Carnegie Museum of Art presents Nearing Each Other
October 18, 2024 – January 26, 2025
Addoley Dzegede
Carnegie Museum of Art | Forum Gallery | Pittsburgh
Nearing Each Other invites us to reimagine our own complex connections to place as a site of unfolding relationships. In this exhibition, place may be an environment, a material experience, or a memory to suggest notions of belonging and transformation. Through material explorations, six Pittsburgh-based artists, including ALMA | LEWIS Fall 2023 Artist in Residence Addoley Dzegede, engage with personal narratives to reveal family histories, childhood memories, and expressions of the landscape and architecture that traverse past and present moments. Representing a range of media, including painting, drawing, photography, textile, and found objects, the exhibition offers a look into the diverse art practices of artists living in Pittsburgh.
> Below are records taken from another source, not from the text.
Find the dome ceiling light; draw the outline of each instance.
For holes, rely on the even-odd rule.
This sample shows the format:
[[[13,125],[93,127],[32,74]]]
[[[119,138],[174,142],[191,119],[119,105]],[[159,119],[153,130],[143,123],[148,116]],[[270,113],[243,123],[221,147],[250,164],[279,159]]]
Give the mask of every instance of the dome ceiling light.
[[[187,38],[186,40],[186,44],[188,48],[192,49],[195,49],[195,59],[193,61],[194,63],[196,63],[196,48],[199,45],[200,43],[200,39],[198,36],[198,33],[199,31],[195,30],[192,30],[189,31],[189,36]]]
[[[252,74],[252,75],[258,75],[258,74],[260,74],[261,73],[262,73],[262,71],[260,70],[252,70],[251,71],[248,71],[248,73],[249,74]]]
Addoley Dzegede’s series of batik portraits, Family Album (2021–2024), features family and friends from her father’s photo album. While looking through these albums, stories emerge about individuals like baby Richard—the artist’s half-brother who passed away from illness at an early age—or her great-great-grandfather Togbe Sosa Adugudu. These reminiscences from her father help to inform who Dzegede features in her work. Batik is a type of handmade wax-resist dyeing technique that is prominently used in textiles made in Ghana today and signifies the material and site-specific relationships of this work. Though originating from Java, Indonesia, Dutch merchants industrialized wax-resist processes during their colonial expansion and introduced African wax prints in the mid19th century to sell in West African markets. Complicating ideas of identity and authenticity, Dzegede’s work explores the potential of materials, textile traditions, and the ways color and pattern are used as a means to assign belonging.